In the recently published book ‘Tell Me Something: Documentary Filmmakers,’ Jessica Edwards compiled advice from 60 of the worlds best documentary filmmakers. To purchase a copy, visit the book’s website. In this excerpt, filmmaker Shola Lynch shares her advice for other filmmakers.
There is no formula for filmmaking success. This is a tough business to be in. You have to have vision and creativity in addition to being entrepreneurial. But really these are just platitudes. The most helpful advice I’ve gotten has to do with living life, because the hardest part of filmmaking is not making a film but continuing to make films. While it’s possible to take a vow of poverty and neglect your whole life for your job, that’s no way to live and create a body of work. I don’t know how the story will end, but after 17 years of doc-making, I’ll share what’s worked for me.
I have to admit I never set out to be a filmmaker. After graduate school in history and museum studies, I wanted to be a curator. In 1996, after struggling to find jobs in my field, I stumbled on a chance to work for the award-winning filmmaker Ken Burns. It seemed like a cool opportunity to curate for film instead of walls, so I jumped at it. The four-year job became my graduate film school. About halfway through it, the most valuable lesson came unexpectedly, as I waited for the copy machine. A senior producer, Lynn Novick, had just put a large document in the feeder. Married with toddlers, she had great focus at work, so this was a rare moment to chat. Instead, as the machine clicked and copied, she said out loud but half to herself, “I wish someone had told me that you can have it all; you just can’t have it all at the same time.” In my twenties, I didn’t get what she was trying to say. In my eyes, she did have it all. Although I was dismissive at the time, smiling politely and wishing she’d hurry up with the machine, what she said stuck with me.

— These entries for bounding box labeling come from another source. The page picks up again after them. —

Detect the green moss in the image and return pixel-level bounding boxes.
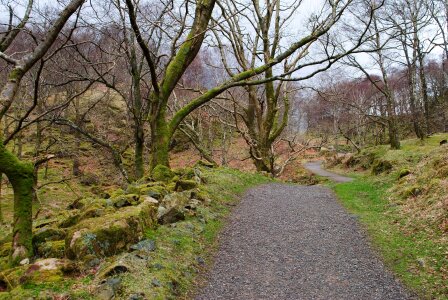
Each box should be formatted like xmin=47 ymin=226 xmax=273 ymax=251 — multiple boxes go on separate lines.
xmin=0 ymin=242 xmax=12 ymax=257
xmin=398 ymin=169 xmax=411 ymax=179
xmin=65 ymin=202 xmax=156 ymax=259
xmin=0 ymin=138 xmax=34 ymax=265
xmin=372 ymin=159 xmax=393 ymax=175
xmin=175 ymin=180 xmax=198 ymax=192
xmin=151 ymin=165 xmax=175 ymax=182
xmin=36 ymin=240 xmax=65 ymax=258
xmin=334 ymin=176 xmax=448 ymax=299
xmin=33 ymin=227 xmax=67 ymax=245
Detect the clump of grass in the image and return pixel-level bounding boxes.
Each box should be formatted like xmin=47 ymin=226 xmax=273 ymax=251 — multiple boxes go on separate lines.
xmin=334 ymin=176 xmax=448 ymax=299
xmin=116 ymin=168 xmax=270 ymax=299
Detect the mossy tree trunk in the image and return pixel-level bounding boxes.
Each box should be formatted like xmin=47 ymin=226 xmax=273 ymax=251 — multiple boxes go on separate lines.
xmin=125 ymin=0 xmax=345 ymax=168
xmin=0 ymin=173 xmax=5 ymax=225
xmin=0 ymin=140 xmax=34 ymax=264
xmin=0 ymin=0 xmax=84 ymax=265
xmin=151 ymin=110 xmax=174 ymax=169
xmin=128 ymin=44 xmax=145 ymax=180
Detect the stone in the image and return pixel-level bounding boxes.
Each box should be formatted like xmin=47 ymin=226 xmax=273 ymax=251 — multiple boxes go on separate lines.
xmin=157 ymin=192 xmax=191 ymax=225
xmin=157 ymin=207 xmax=185 ymax=225
xmin=195 ymin=160 xmax=216 ymax=169
xmin=174 ymin=180 xmax=198 ymax=192
xmin=130 ymin=239 xmax=156 ymax=252
xmin=0 ymin=242 xmax=12 ymax=257
xmin=96 ymin=253 xmax=147 ymax=280
xmin=37 ymin=240 xmax=65 ymax=258
xmin=65 ymin=201 xmax=157 ymax=260
xmin=151 ymin=165 xmax=176 ymax=182
xmin=33 ymin=227 xmax=67 ymax=245
xmin=110 ymin=194 xmax=141 ymax=208
xmin=151 ymin=278 xmax=162 ymax=287
xmin=372 ymin=160 xmax=393 ymax=175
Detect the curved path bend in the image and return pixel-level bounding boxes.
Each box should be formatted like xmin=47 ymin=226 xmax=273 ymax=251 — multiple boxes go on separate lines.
xmin=196 ymin=184 xmax=412 ymax=300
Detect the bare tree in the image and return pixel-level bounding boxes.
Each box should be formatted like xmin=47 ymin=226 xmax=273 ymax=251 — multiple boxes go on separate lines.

The other piece of advice came years later while I was directing my first documentary, Chisholm ’72—Unbought & Unbossed (2004), about Congresswoman Shirley Chisholm’s run for the Democratic nomination for president in 1972. I was driving Mrs. Chisholm home after a long interview day when she leaned closer to me and said, “So, young lady …” She was usually very formal, so as she paused I braced myself for some deep political insight now that the cameras were off and we were alone. Instead, Mrs. Chisholm asked me a question—a dreaded one for a single woman in her thirties: “Do you have someone special in your life?” Taken off-guard and embarrassed, I mumbled something about being busy—working on a film about her. It didn’t matter. She shook her head with firm disapproval and said, “It is important to take care of yourself.” With a finger wag and a slight chuckle she added, “Men always do.” Like any good teacher, she completely shifted my thinking. I had always thought about a personal life as a distraction from work, not as an addition to my life, health, and creativity.
Both pieces of advice became relevant when I was making Free Angela & All Political Prisoners—a political crime drama about Angela Davis, the scholar, activist, and former communist who topped the FBI’s Most Wanted list in 1970. Professor Davis is a recognizable figure, so I thought there would be no problem raising the funds. I didn’t anticipate that the controversy she stirred up was still alive and strong 40 years later. As a result, raising the budget turned out to be an eight-year Herculean task. During one of the many points when I was stalled, I revisited Chisholm’s advice. I made time for a personal life, and before I knew it, I was married with two kids. That is when Lynn’s words clicked, finally making sense. I could not have it all at once; I had to concentrate on one aspect of my life at a time. My fix became to rotate my priorities: Free Angela, for-hire producing work (to make some kind of living), and a family. Like a juggler, I kept each priority in play to focus on the ball in the air or whatever needed my attention most. Sometime I juggled fast and other times at a more measured pace. My goal was never to be perfect. I was pushing the limits of my time and energy so when I inevitably dropped all the balls, I picked them up without too much judgment, learned what I could to avoid repeating the same misstep, and kept it moving. And do you know what? I finished Free Angela, my kids thrived, and I survived. The big lesson I learned was that for my ultimate productivity, I needed to be happy. Truth be told, my heart would not be whole without my work or my family. I had to find a way to accommodate both for my health, well-being, and creativity.
Therefore, since longevity is the toughest filmmaking challenge, my advice is to find a way to make your work part of your life—or in other words, find your juggle.
Filmography: Chisholm ’72—Unbought & Unbossed (2004), Free Angela & All Political Prisoners (2012).